FierceRetail: Data breaches – Will retailers step-up their game?
At this point the “data breach” headline is borderline yawn-inducing, but it doesn’t mean consumers aren’t noticing. It may not result in an all-out boycott, but most people are feeling wary of breached stores. But what is actually causing this surge? Are retailers fighting back? Are there really more breaches, or are we just being told about them more often? The truth is, the surge is real. Data has become more valuable on the black market than ever before, making cyber criminals more aggressive. Additionally, companies are now more capable of catching these breaches whereas before they may have gone undetected. Finally, it is started to become commonplace to be honest when a breach happens–it can be much more damaging to try and hide it.

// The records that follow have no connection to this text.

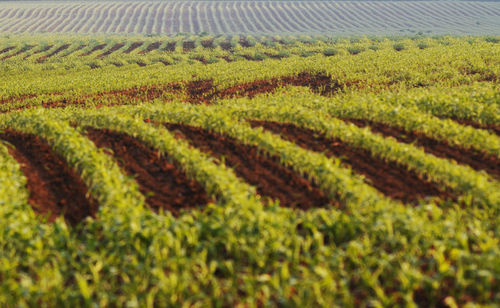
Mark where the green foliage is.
[0,35,500,307]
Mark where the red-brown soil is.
[0,83,182,113]
[87,128,211,215]
[23,45,54,60]
[97,43,125,59]
[0,46,16,55]
[201,39,214,49]
[62,44,87,57]
[182,41,195,52]
[139,42,161,55]
[0,130,98,225]
[239,37,252,48]
[251,121,453,203]
[343,119,500,178]
[219,41,233,50]
[453,119,500,136]
[163,42,177,51]
[36,44,70,63]
[186,73,341,104]
[165,123,338,209]
[123,42,144,53]
[0,45,36,61]
[80,44,107,57]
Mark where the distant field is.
[0,1,500,35]
[0,34,500,308]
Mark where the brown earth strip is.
[62,44,87,57]
[0,46,16,55]
[342,119,500,179]
[97,43,125,59]
[201,39,214,49]
[139,42,161,55]
[250,121,453,203]
[219,41,233,51]
[23,45,54,60]
[453,119,500,136]
[36,44,70,63]
[0,83,182,113]
[163,42,177,51]
[87,128,211,215]
[80,44,107,57]
[239,37,252,48]
[123,42,144,53]
[0,45,36,61]
[186,73,342,104]
[182,41,196,52]
[165,123,339,209]
[0,130,98,225]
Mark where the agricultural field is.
[0,1,500,36]
[0,34,500,307]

Our CEO, Jeff Shanahan, recently spoke to FierceRetail about what it takes to truly secure data, and why some companies are hesitating to get on board.
“When the Target breach occurred 10 months ago, it should have spurred retailers to immediate action, as an alteration of the current payment architecture most retailers have in place was in need of obvious fixing,” said Jeff Shanahan, president and CEO at CardConnect, a payments technology company. “Obviously, we’re still witnessing signs that the proper changes are not yet in place. It would seem that a lack of awareness and questions surrounding integration are what is causing the delay. We’re talking about new technologies that retailers may not be familiar with.”
Once retailers are familiar with the proper technologies, the question becomes integrating the most-secure hardware into existing ecosystems without disrupting service, according to Shanahan. A retailer can’t afford to incur interruptions in inventory or loyalty programs. “For large-scale retailers like Kmart, fully revamping the payment hardware used in each store can seem daunting, but it’s a necessary change in order to avoid a breach, which is a much scarier and costly situation,” he added.
Retailers need a short- and long-term approach, said Shanahan. Immediately, retailers need to make access to their outbound network as tight as possible. “For areas that contain sensitive data, this means an entire lock-down,” he said.
In the long run, retailers should solidify a project that would remove the company from any raw credit card data. “The key is for a business to remove all real touch points with actual card numbers, thus safeguarding its customers in the event of an attack.”